Apart from a brief early glimpse, François does not appear on screen until around the movie’s mid-point; for the first half of the film he is a mere idea, a spectre that the couple themselves seem to have conjured from their own insecurities. Much of the action takes place in their well-appointed Paris apartment, and the film plays out like a chamber piece as DoP Éric Gauthier’s camera moves in close and the pair circle one another, worrying at their wounds in an attempt to gauge how deep they run. In the background of many of these scenes is an abstract painting of two figures, one pink, one blue, over which looms a livid purple splodge: it resembles a nuclear cloud. Trouble, it seems, is coming.
But the sinister hints that Denis drops – that Jean was François’s fall guy, that François has ulterior motives for returning – come to naught. François, when he finally emerges from the shadows, is a faintly ludicrous figure: clad in a football-manager-esque puffer coat and shirts that strain at the buttonholes, the once lithe, feline Colin is now puffy-faced and paunchy.

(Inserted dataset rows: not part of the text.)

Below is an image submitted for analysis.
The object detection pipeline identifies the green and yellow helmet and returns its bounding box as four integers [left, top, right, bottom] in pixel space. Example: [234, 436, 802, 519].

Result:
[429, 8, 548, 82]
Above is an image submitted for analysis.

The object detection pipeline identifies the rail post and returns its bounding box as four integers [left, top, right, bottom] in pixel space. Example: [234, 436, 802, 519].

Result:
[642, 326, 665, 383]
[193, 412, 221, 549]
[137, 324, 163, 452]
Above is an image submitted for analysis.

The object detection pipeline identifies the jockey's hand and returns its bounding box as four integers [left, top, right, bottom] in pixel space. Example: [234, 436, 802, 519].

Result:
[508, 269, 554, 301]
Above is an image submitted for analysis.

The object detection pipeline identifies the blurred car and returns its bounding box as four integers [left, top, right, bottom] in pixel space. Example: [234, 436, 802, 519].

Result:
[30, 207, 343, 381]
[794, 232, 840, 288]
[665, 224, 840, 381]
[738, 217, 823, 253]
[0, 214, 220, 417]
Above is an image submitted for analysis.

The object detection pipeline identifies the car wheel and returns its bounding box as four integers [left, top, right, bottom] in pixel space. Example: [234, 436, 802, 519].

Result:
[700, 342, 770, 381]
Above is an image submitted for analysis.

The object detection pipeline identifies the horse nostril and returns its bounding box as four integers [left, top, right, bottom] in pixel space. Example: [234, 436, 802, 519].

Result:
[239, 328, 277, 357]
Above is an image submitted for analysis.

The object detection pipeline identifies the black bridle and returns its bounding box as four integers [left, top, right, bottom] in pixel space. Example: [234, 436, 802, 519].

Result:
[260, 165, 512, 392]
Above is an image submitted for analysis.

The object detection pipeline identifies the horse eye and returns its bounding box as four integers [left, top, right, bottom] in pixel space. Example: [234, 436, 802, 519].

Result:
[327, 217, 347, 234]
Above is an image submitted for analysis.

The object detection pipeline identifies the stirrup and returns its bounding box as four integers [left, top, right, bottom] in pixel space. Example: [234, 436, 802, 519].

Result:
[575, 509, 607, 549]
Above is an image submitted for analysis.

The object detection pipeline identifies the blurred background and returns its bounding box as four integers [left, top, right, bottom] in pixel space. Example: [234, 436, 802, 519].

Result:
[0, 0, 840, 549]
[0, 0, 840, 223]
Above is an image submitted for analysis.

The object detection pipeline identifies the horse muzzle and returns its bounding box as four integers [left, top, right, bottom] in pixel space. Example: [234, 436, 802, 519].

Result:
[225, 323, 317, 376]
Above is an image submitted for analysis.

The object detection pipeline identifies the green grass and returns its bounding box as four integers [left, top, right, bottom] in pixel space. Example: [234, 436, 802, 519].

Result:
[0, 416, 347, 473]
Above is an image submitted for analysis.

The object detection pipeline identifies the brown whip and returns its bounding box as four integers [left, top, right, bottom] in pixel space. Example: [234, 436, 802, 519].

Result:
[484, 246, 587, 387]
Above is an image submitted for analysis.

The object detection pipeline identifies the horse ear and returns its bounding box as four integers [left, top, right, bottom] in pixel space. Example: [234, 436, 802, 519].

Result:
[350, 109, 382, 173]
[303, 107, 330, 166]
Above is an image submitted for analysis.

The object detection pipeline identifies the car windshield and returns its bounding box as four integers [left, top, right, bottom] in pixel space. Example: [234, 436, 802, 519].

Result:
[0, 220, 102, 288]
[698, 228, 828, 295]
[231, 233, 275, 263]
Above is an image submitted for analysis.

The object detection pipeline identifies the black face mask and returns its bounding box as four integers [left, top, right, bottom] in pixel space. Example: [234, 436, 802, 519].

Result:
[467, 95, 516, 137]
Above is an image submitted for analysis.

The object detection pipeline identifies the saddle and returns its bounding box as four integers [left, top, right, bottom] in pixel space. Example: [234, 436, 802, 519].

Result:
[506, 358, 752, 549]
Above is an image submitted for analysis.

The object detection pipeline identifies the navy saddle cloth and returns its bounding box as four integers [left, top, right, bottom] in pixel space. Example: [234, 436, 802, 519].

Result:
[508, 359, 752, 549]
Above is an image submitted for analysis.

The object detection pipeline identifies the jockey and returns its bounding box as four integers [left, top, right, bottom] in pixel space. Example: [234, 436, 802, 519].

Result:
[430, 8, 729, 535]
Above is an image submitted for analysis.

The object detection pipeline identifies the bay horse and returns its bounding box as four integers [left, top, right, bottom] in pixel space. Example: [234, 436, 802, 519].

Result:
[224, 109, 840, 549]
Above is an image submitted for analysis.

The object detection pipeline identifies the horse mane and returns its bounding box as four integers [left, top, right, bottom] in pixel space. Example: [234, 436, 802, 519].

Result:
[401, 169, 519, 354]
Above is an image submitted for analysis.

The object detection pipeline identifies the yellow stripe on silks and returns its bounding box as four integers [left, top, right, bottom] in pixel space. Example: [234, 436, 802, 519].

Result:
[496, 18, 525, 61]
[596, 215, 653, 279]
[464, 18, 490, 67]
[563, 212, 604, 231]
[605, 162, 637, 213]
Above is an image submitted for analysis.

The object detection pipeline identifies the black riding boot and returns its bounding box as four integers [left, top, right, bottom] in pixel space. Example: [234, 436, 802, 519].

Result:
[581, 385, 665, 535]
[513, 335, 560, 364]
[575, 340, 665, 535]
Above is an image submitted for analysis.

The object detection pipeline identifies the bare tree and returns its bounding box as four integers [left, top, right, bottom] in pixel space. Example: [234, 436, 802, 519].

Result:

François’s grand seduction of Sara is stalled by a tantrum when she refuses anal sex, and culminates in the bathetic image of him sulking on the toilet seat of their tiny hotel bathroom.
Meanwhile, Jean, set up as a tragic working-class hero in the mould of Jean Gabin, turns out to be a preening, emasculated figure, a white man who lectures his black son about race, and who spits the words “slut” and “bitch” at his faithless lover’s face. As for Sara, played by Binoche in her usually febrile register, she’s selfish, self-deceptive and utterly committed to her role as the victim, even as Jean tells her he’s seen the texts she’s been sending François. Her increasingly risible denials play out in front of that kitchen painting, but at some point it has been turned upside down. Now it looks for all the world like a clown face.
Is Both Sides of the Blade a deliberate skewering of its protagonists’ self-importance? It would certainly explain the film’s otherwise jarring interludes: interviews that Sara conducts as part of her job as a broadcaster. The global crises outlined in the film by real-life activists such as Lilian Thuram and Hind Darwich barely register with Sara or with us, so myopic is the focus on her romantic intrigues. But snarky satire is hardly Denis’s usual modus operandi, and the film seems sympathetic to Sara’s distress, which may be deluded but is also absolutely sincere. The exact events that have brought Sara and Jean to their current state of constant, feverish argument are unimportant: it’s the drama they love.
Binoche, Lindon and Colin play it straight, throwing themselves into their roles with ferocity. The chemistry between the three is remarkable, and there’s tremendous pleasure to be had just in watching them together on screen: the glances, the touches, the very breaths they share are almost palpable. They’re given able support from the great Bulle Ogier as Jean’s exasperated mother, as well as from Mati Diop and Lola Creton in small roles that will delight longstanding fans of Denis.
These performances can’t stop Both Sides of the Blade from being a puzzling, frustrating work, one that promises more than it delivers, or delivers something too subtle to fully grasp: “a fragment of something”, as Sara puts it; a piece of an unseen whole. But perhaps the Berlin jury’s verdict reflected the notion that even minor Denis is better than most contemporary filmmaking: for all its flaws, Both Sides of the Blade is still a vivid, vibrant contribution to an outstanding oeuvre.
► Both Sides of the Blade is in UK cinemas and on Curzon Home Cinema now.